We will be gathering Monday, June 5th at the Love In Action HQ on at 4780 Yale Road in Memphis, Tennessee. There will be two protests: one from 8:30am until 10:00am, and another from 4:00pm until 5:30pm. If you can be peaceful and respectful, please come. Come to support the young ones silently walking the walk of shame. Come to support the survivors bearing witness. Come in the name of love. Show the world what love in action looks like.
October 27th, 2006 at 3:29 am
I, having been a client at LIA (March, 2005), would like to know some of Lance’s horrendous experiences caused by his time there. My experience, while painful because of the nature of my issues, was also rewarding and beneficial. My time there was foundational and the impetus for my recovery.

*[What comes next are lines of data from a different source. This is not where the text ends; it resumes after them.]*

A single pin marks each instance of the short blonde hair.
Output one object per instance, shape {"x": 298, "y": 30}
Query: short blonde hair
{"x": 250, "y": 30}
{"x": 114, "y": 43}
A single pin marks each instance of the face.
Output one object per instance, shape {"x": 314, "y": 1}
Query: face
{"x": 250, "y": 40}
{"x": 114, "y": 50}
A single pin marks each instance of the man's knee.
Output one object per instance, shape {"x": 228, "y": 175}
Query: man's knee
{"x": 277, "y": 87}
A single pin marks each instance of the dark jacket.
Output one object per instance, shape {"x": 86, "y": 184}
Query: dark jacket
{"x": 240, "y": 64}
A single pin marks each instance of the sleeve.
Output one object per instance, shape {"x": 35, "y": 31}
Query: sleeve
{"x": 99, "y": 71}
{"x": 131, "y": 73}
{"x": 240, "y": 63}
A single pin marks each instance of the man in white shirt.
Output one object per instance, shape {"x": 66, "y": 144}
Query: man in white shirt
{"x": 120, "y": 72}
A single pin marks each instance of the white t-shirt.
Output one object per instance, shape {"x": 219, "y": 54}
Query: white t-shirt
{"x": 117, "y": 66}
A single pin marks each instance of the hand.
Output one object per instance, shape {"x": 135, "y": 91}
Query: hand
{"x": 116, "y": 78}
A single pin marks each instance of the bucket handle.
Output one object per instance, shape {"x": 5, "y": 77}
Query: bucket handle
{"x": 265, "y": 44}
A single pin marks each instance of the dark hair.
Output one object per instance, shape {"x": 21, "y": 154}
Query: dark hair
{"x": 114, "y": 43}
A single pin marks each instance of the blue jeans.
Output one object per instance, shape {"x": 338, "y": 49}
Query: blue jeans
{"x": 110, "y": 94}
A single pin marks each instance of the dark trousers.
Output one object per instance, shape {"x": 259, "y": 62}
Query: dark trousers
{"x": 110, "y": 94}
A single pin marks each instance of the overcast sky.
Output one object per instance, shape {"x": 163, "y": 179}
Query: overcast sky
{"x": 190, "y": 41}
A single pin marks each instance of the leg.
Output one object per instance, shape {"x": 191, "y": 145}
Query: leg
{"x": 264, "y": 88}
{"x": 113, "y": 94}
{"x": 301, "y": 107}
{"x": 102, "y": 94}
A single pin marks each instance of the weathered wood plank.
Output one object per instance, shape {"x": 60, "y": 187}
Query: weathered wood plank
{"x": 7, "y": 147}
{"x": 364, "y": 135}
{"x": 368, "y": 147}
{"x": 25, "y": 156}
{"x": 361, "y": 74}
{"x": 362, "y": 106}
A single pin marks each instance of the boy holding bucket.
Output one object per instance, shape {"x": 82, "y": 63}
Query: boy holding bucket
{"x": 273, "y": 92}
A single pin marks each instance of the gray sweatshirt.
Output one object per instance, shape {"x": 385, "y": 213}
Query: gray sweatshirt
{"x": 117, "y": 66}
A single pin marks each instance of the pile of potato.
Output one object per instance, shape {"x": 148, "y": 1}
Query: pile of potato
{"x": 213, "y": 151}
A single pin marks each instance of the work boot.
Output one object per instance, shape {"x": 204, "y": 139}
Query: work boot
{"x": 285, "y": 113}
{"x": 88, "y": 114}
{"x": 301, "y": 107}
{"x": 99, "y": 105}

I speak on behalf of LIA, not only because I believe in what they’re doing, but also because I care a great deal about John Smid and the LIA staff. Zach Stark’s opinion of “reparative therapy,” as it’s being dubbed, variegated a great deal after his experience at LIA. “Love In Action has been misrepresented and what I have posted in my blogs has been taken out of perpective and context,” as Zach is quoted at 365gay.com on 8-1-05. My question to Lance is this: What specific occurrences at LIA made your experience so horrendous?